We can rewrite the above program when using `get` method as:

In [10]:
path = "Text Files/romeo.txt"
file_handle = open(path)

characters_count = dict()

for line in file_handle:
    words = line.split()
    for word in words:
        characters_count[word] = characters_count.get(word, 0) + 1

file_handle.close()
print(characters_count)

{'But': 1, 'soft': 1, 'what': 1, 'light': 1, 'through': 1, 'yonder': 1, 'window': 1, 'breaks': 1, 'It': 1, 'is': 3, 'the': 3, 'east': 1, 'and': 3, 'Juliet': 1, 'sun': 2, 'Arise': 1, 'fair': 1, 'kill': 1, 'envious': 1, 'moon': 1, 'Who': 1, 'already': 1, 'sick': 1, 'pale': 1, 'with': 1, 'grief': 1}


We have two for loops.

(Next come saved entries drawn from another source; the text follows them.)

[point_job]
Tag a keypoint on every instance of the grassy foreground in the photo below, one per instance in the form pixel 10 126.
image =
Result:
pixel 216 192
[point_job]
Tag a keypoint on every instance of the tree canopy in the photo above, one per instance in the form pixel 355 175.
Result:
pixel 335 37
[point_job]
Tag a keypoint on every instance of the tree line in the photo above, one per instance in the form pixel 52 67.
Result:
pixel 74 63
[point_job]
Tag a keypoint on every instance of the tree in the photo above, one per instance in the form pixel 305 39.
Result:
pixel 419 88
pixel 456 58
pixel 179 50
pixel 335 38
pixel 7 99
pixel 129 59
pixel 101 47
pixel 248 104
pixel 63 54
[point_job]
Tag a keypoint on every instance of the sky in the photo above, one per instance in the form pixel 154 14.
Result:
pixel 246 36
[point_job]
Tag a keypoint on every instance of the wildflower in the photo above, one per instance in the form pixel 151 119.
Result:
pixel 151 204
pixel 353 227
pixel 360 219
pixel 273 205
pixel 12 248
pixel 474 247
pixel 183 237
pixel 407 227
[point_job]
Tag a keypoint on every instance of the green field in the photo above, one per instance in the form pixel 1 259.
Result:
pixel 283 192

The outer loop is reading the lines of the file and the inner loop is iterating through each of the words on that particular line. The combination of the two nested loops ensures that we will count every word on every line of the input file.

### Advanced Text Parsing
In the above example using the file romeo.txt, we made the file as simple as possible by removing all punctuation by hand. The actual text has lots of punctuation (in `romeo_punc.txt`)

In [3]:
path = "Text Files/romeo_punc.txt"
file_handle = open(path)

for line in file_handle:
    print(line.rstrip())

But, soft! what light through yonder window breaks?
It is the east, and Juliet is the sun.
Arise, fair sun, and kill the envious moon,
Who is already sick and pale with grief,


Since the Python `split` function looks for spaces and treats words as tokens separated by spaces, we would treat the words “soft!” and “soft” as *different* words and create a separate dictionary entry for each word.

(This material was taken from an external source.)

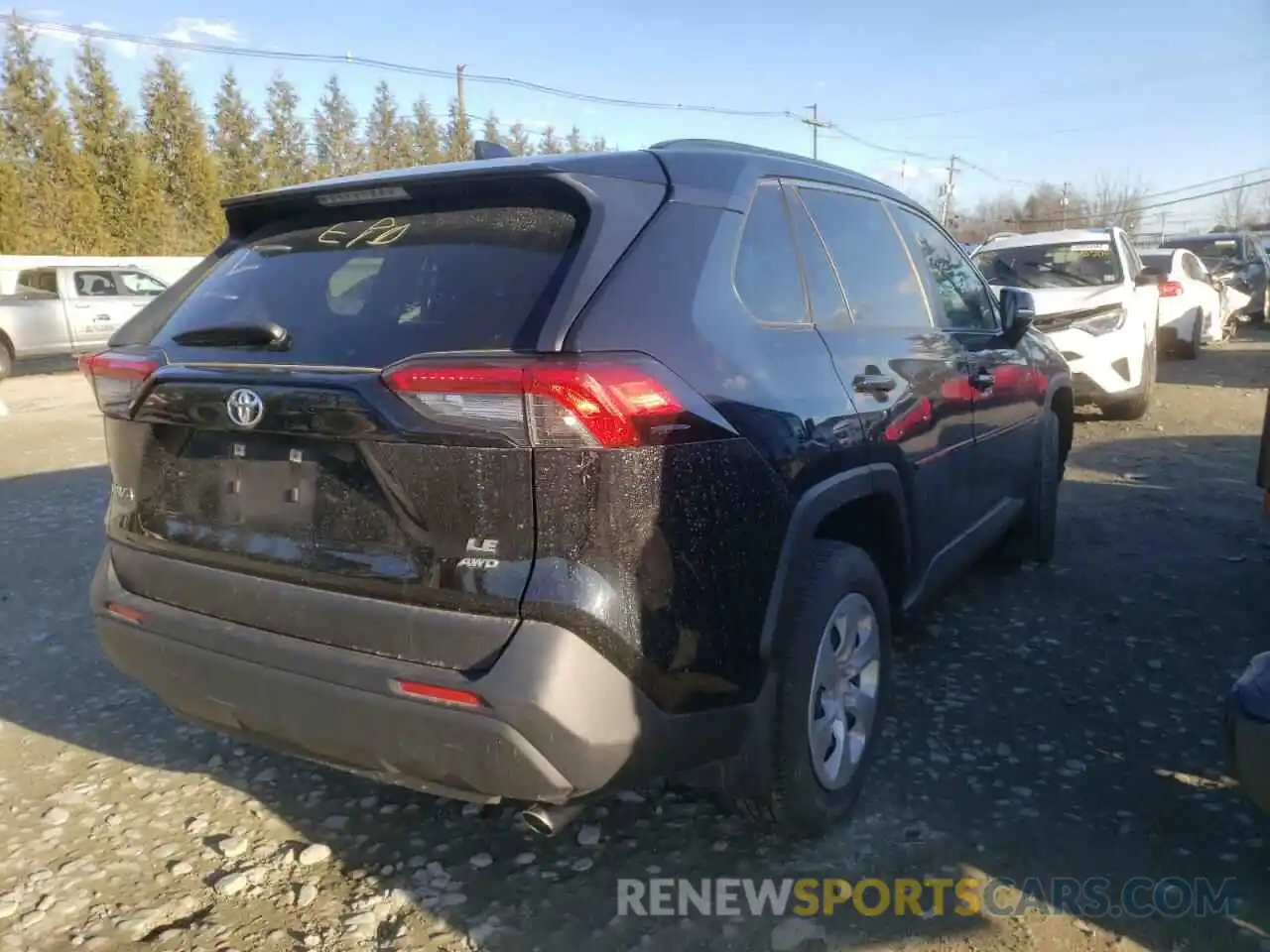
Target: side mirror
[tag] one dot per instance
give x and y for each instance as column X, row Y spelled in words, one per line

Also since the file has capitalization, we would treat “who” and “Who” as different words with different counts.

We can solve both these problems by using the string methods `lower`, `punctuation`, and `translate`. The `translate` is the most subtle of the methods. Here is the documentation for `translate`:

`line.translate(str.maketrans(fromstr, tostr, deletestr))`

*Replace the characters in `fromstr` with the character in the same position in `tostr` and delete all characters that are in `deletestr`. The `fromstr` and `tostr` can be empty strings and the `deletestr` parameter can be omitted.*

We will not specify the tostr but we will use the deletestr parameter to delete all of the punctuation.


In [13]:
import string
path = "Text Files/romeo_punc.txt"
file_handle = open(path)

characters_count = dict()

for line in file_handle:
    line = line.translate(line.maketrans('', '', string.punctuation))
    line = line.lower()
    words = line.split()
    for word in words:
        characters_count[word] = characters_count.get(word, 0) + 1

file_handle.close()
print(characters_count)

{'but': 1, 'soft': 1, 'what': 1, 'light': 1, 'through': 1, 'yonder': 1, 'window': 1, 'breaks': 1, 'it': 1, 'is': 3, 'the': 3, 'east': 1, 'and': 3, 'juliet': 1, 'sun': 2, 'arise': 1, 'fair': 1, 'kill': 1, 'envious': 1, 'moon': 1, 'who': 1, 'already': 1, 'sick': 1, 'pale': 1, 'with': 1, 'grief': 1}